AGI – “La difesa aerea è una priorità” aveva detto il presidente ucraino Zelensky al termine di una giornata nera: 19 morti sotto una pioggia incessante di missili russi caduta su Kiev. Il peggior attacco dal 24 febbraio. Se e in che misura sarà escalation o se si è trattato di una rappresaglia successiva all’attacco al ponte di Kerch in Crimea, lo vedremo nei prossimi giorni. Restano le dimensioni di un attacco pesante. “La mattinata è difficile. Abbiamo a che fare con i terroristi. Dozzine di missili, “Shahid” iraniani” aveva scritto Zelensky a inizio giornata sul suo account ufficiale Telegram.
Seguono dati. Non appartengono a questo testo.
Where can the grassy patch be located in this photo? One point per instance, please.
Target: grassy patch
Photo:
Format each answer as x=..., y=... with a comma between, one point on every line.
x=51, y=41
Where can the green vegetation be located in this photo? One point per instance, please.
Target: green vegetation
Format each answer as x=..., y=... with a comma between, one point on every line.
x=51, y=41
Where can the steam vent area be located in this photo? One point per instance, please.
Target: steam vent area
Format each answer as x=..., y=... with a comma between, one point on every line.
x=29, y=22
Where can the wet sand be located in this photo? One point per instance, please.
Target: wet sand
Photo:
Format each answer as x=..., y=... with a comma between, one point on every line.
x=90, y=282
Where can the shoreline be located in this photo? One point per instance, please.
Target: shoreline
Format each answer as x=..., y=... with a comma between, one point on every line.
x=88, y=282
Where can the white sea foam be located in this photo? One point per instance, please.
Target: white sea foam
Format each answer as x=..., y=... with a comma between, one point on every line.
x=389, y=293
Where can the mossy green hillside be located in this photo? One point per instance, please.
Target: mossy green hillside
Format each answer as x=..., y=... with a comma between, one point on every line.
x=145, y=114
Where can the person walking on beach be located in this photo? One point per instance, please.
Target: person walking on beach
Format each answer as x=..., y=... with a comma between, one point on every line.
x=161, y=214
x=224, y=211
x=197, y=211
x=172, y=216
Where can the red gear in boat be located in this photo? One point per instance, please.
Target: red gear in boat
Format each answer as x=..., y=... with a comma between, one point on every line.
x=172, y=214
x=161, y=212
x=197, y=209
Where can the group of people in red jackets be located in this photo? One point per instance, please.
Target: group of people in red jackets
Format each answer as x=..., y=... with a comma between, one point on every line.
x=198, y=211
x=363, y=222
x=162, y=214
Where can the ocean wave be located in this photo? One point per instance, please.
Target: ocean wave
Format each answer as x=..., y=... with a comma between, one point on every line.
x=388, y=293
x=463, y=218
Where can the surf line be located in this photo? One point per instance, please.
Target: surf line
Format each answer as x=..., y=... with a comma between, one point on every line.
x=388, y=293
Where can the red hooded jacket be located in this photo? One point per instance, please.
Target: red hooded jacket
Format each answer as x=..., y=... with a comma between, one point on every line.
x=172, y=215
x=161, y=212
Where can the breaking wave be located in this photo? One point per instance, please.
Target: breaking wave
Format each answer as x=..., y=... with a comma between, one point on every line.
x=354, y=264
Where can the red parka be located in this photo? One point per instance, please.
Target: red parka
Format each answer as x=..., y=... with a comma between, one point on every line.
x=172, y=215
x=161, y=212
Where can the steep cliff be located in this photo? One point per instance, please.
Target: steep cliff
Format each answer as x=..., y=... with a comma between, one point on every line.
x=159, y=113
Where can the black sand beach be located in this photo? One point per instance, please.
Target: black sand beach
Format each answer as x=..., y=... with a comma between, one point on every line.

Shahid iraniani? Quelli che Zelensky chiama in causa sono i droni Shahed-136 di fabbricazione iraniana. “Il nemico ha usato droni iraniani, modello Shahed-136, lanciati dal territorio della Bielorussia e contemporaneamente dalla Crimea occupata“, ha ribadito lo Stato Maggiore ucraino in una nota pubblicata su Facebook. Proprio Il ministero della Difesa ucraino a metà del mese scorso, per la prima volta, durante la violenta controffensiva dell’Ucraina nel nord-est del paese, aveva riferito dell’uso dello Shahed-136. Lunedì il portavoce del ministero degli Esteri iraniano Nasser Kanani ha negato di aver fornito i droni alla Russia, definendo le affermazioni “prive di fondamento”.
I numeri dello Shahed-136
Prodotto dalla Iran Aircraft Manufacturing Industrial Company (azienda sottoposta alle sanzioni statunitensi), lo Shahed-136 è un piccolo veicolo aereo a pilotaggio remoto (unmanned aerial vehicle o anche UAV) che, di solito in formazioni di due, esplode all’impatto con il bersaglio e per questo viene chiamato drone “kamikaze”. Lungo 3,5 metri, ha un’apertura alare di 2,5 metri e una velocità massima di 185 chilometri orari. Secondo il Ministero della Difesa britannico “lo Shahed-136 è un UAV d’attacco a senso unico con una portata dichiarata di 2.500 chilometri. La Russia si rifornisce sempre più di armi da stati pesantemente sanzionati come Iran e Corea del Nord mentre le sue scorte diminuiscono”.
Lo Shahed ha una fusoliera a forma di delta, che può trasportare una testata fino a 36 chilogrammi. Vola principalmente a bassa quota ed è raramente rilevabile dai radar, ha sottolineato Yurii Ihnat, come riportato da EurasianTimes. Il drone si alza in volo su una struttura che permette il dispiegamento in sequenza fino a cinque velivoli. Il lancio è di tipo assistito a razzo, al quale subentra il motore convenzionale una volta che il drone ha raggiunto la quota prestabilita. Rumorosi, economici, adatti ad un uso massiccio con lanci a raffica, i droni Shahed-136 sono in competizione con i Bayraktar TB2, forniti dalla Turchia all’Ucraina, più veloci e sofisticati, determinanti nei primi giorni degli scontri.
Secondo Justin Bronk, senior fellow del think tank britannico Royal United Services Institute, “lo Shahed-136 offre un modo relativamente economico di sferrare attacchi a lungo raggio su obiettivi fissi (utilizzando GPS/INS navigazione) o radar (utilizzando un cercatore anti-radiazioni)”. Il drone, secondo l’esperto, colpisce un bersaglio schiantandosi contro di esso insieme agli esplosivi. Bronks spiega che la navigazione e la precisione di Shahed si basano su sistemi GPS commerciali.
Inoltre, la sua capacità di trasportare solo una testata tra 5-30 kg limita le sue capacità di attacco. Infine, il drone manca anche della capacità di colpire bersagli mobili e ha meccanismi di difesa minimi contro i sistemi anti-UAV. Bronks nota che sono “lenti e a bassa quota”, il che limita il loro utilizzo come armi rapide e di contrattacco sul campo di battaglia.
I droni Shahed-136 sono entrati ufficialmente in servizio in Iran nel 2021 e sono stati presentati per la prima volta nel dicembre 2021, pochi mesi prima l’inizio della guerra in Ucraina. Secondo diverse fonti erano però già operativi nel 2020 nello Yemen.